I've tried a bunch of things to be able to read items page by page without loading each page in a list and returning that, which could take too much memory on big pages. I'd like to avoid getting a big list of items just to have to scan the list again to do the post-processing of each item.
So either I get generators that will keep returning empty data and fill the pages list with an infinite number of empty lists (when using page_from_iterable2), or I just get the first page (like in page_from_iterable1.
Any hint on what I am doing wrong?
Thanks.
from typing import Iterable, Iterator
def read_paginated_items(
it: Iterator,
page_size: int,
) -> Iterable:
for _ in range(page_size):
try:
yield next(it)
except StopIteration:
return
def page_from_iterable1(
iterable: Iterable,
page_size: int,
) -> Iterable:
it = iter(iterable)
page_items_generator = read_paginated_items(it, page_size)
yield page_items_generator
def page_from_iterable2(
iterable: Iterable,
page_size: int,
) -> Iterable:
it = iter(iterable)
while page_items_generator := read_paginated_items(it, page_size):
yield page_items_generator
def test_read_by_page():
pages = []
for page in page_from_iterable1([1, 2, 3, 4, 5], 2):
page_items = [item for item in page]
pages.append(page_items)
assert pages == [[1, 2], [2, 3], [5]]
Thanks to everyone's help, here's what I came up:
from typing import Iterator
import pytest
class PageItems:
def __init__(
self,
iterator: Iterator,
page_size: int,
):
self.items_generator = self._create_items_generator(iterator, page_size)
@staticmethod
def _create_items_generator(
iterator: Iterator,
page_size: int,
):
for _ in range(page_size):
try:
yield next(iterator)
except StopIteration:
return
def __iter__(self):
return self
def __next__(self):
return next(self.items_generator)
def test_read_one_page():
iterable = [1, 2, 3, 4, 5]
page_items = PageItems(iter(iterable), 3)
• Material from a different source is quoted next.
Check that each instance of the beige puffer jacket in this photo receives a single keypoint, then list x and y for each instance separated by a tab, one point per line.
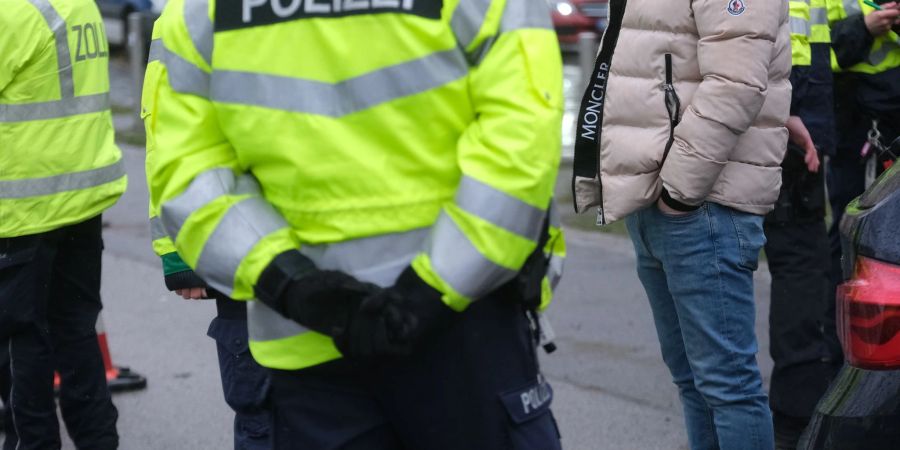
728	63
assert next(page_items) == 1
assert next(page_items) == 2
assert next(page_items) == 3
with pytest.raises(StopIteration):
next(page_items)
def test_read_pages():
iterable = [1, 2, 3, 4, 5]
pages = []
iterator = iter(iterable)
while page_items := list(PageItems(iterator, 2)):
pages.append(page_items)
assert pages == [[1, 2], [3, 4], [5]]
def test_read_pages_modified_items():
iterable = [(1, "A"), (2, "B"), (3, "C"), (4, "D"), (5, "E")]
pages = []
iterator = iter(iterable)
while page_items := [item[0] for item in PageItems(iterator, 2)]:
pages.append(page_items)
assert pages == [[1, 2], [3, 4], [5]]
I won't be able to use a for loop over PageItems, as it will always spit empty pages in the end, but with a while I can check for emptyness without having to resort to an ugly if/break block. This also allows me to either call list(PageItems(iterator, 2)) if I just need the items without modifications, or [item[0] for item in PageItems(iterator, 2)] it for exemple the items returned are tuples and I just want the first element.